Unilateral cost-cutting measures could lead to toxic workplaces
By Kirsten McMahon, Associate Editor
Ontario employers are likely well aware of the legal implications of Bill 148; however, it’s important to also be mindful of the high cost of low morale, Toronto mediator Bernard Morrow tells AdvocateDaily.com.
Bill 148, the Fair Workplaces, Better Jobs Act, 2017, most notably increased Ontario’s minimum wage to $14 from $11.60 per hour.
Labour Minister Kevin Flynn recently said the majority of companies are complying with the legislation, but some business owners have gone against the spirit, although not the letter, of the law, the National Post reports.
“It’s the act of bullies that has no place in this province,” Flynn said. “I really hope that the businesses that have acted in this manner decide on sober second thought to reverse the decisions they’ve made.”
Tim Hortons has been under scrutiny this month after two franchisees slashed benefits and eliminated paid breaks for employees as a result of the bump in the minimum wage. However, other businesses are reportedly coping with wage increases by raising prices, reducing production, increasing automation and/or cutting employee benefits and hours.
Morrow, the principal of the full-service dispute resolution firm Morrow Mediation, says these types of cost-cutting measures could lead to conflict and business disruption within an organization.
“With Tim Hortons, for example, it sounds like there's a gulf that's been created — and it’s widening — between those who are making the decisions and those who are impacted by those decisions," he says. "There’s a lot of finger pointing going on between the parent company and franchise owners and workers are caught in the middle.
He says some business owners will have to make tough decisions in order to comply with changes to Ontario’s employment and labour laws.
“The minimum wage issue is non-negotiable — it's the law,” Morrow says. “But if employees are coming into work to find co-workers terminated and others with reduced hours or benefits, these measures will impact morale. There could also be a general feeling of unfairness and a desire to go public, as we’ve seen with the recent spate of Canada-wide protests led by disgruntled Tim Hortons employees. As well, it’s notable that members of labour unions are showing up with picket signs to support these workers. We may be seeing the beginning of a labour movement here. It’s shaping up as a public relations powder keg for an iconic Canadian brand.”
He says this tension can lead to a poisoned workplace, but confidential mediation or other forms of third-party intervention may prove beneficial for both employers and employees.
Morrow — who earlier in his career was a facilitator and legal counsel with the Ministry of the Attorney General’s dispute resolution office where he facilitated numerous complex poisoned work environment interventions — says when dealing with workplace morale, it’s crucial for employers to give employees a voice.

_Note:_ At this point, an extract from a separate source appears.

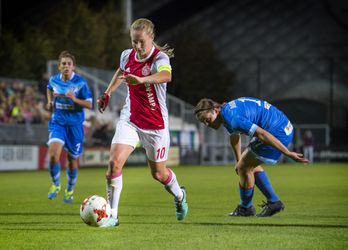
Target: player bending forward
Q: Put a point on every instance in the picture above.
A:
(272, 132)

"Give employees a chance to explain their concerns," he says. "If they have a sounding board and know that you're prepared to listen to their concerns rather than imposing unilateral changes, it can go some distance in reducing workplace tension.
“You're dealing with real people who have made a contribution; you need to work with them to find a way to help them feel heard and valued,” he adds.
At the same time, he says low morale can have a major impact on the bottom line through protests and boycotts.
“If you have an unhappy workplace, it's going to affect your business. It just makes good sense to have these conversations,” Morrow says. "In the Tim Hortons' context, it’s time for representatives of government, the parent company, franchise owners and employees to sit down together with a mediator to have a conversation away from the public spotlight."